110 Iowa L. Rev. 1203 (2025)
Abstract
A heap of criminals is not a conspiracy any more than a pile of bricks is a house, yet every day in court, prosecutors elevate the stakes in prosecutions and plea bargaining by charging defendants who commit crimes in groups with conspiracy. The crime may be as disorganized as the impulsive decision to rob a convenience store, but if the prosecutor can show that more than one person participated in the crime, she can add a conspiracy charge. The premise of the Article is that this is wrong and that conspiracy charges should be reserved for cases where there is an agreement to commit a crime followed by substantial planning and plotting to carry out the crime.
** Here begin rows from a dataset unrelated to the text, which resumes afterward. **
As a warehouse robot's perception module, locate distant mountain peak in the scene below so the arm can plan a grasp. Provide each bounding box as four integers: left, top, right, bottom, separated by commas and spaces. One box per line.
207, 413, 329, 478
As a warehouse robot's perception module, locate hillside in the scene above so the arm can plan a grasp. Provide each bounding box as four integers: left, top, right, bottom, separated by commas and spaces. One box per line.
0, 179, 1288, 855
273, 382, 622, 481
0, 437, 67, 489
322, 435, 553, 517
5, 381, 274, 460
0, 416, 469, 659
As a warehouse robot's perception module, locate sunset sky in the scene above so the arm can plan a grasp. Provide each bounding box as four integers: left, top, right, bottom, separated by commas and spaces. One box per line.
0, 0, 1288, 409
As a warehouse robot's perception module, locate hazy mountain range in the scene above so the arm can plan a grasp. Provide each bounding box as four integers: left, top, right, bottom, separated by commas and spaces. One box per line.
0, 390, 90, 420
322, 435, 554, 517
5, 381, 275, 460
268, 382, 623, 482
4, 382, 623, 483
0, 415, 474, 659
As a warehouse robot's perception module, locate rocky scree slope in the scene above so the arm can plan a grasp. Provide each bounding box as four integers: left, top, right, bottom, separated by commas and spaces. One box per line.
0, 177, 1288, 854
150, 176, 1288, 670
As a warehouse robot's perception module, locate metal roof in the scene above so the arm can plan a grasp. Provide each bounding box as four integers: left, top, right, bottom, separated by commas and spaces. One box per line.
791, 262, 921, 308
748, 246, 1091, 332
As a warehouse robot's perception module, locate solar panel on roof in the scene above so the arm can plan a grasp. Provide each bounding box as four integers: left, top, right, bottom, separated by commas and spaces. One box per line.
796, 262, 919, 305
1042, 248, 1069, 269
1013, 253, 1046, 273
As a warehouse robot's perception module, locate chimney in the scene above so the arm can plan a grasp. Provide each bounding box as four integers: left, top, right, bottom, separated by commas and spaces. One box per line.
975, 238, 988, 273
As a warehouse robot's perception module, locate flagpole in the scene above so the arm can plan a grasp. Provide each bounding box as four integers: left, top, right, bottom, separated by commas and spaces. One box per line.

Only in these cases do the defendants’ actions pose a special danger and deserve to be called a conspiracy.
My solution is to add a substantial planning and organization requirement to the definition of conspiracy. The Article shows various factors that can be used to instruct juries on whether the requirement has been met. Courts can ask whether the alleged conspiracy featured a pattern of criminal activity, a division of labor, hierarchy, and institutionalization; they can probe whether there was overt planning (a meeting or Slack channel), a lapse in time between the alleged agreement and the execution of the crime, and whether the target of the conspiracy was a sufficiently complicated crime to require planning and organization to execute it.
In the course of the Article, I argue that doctrinal scholarship has an important role to play in the effort for criminal justice reform because it can appeal to those in power who do not support criminal justice reform for humanitarian or egalitarian reasons.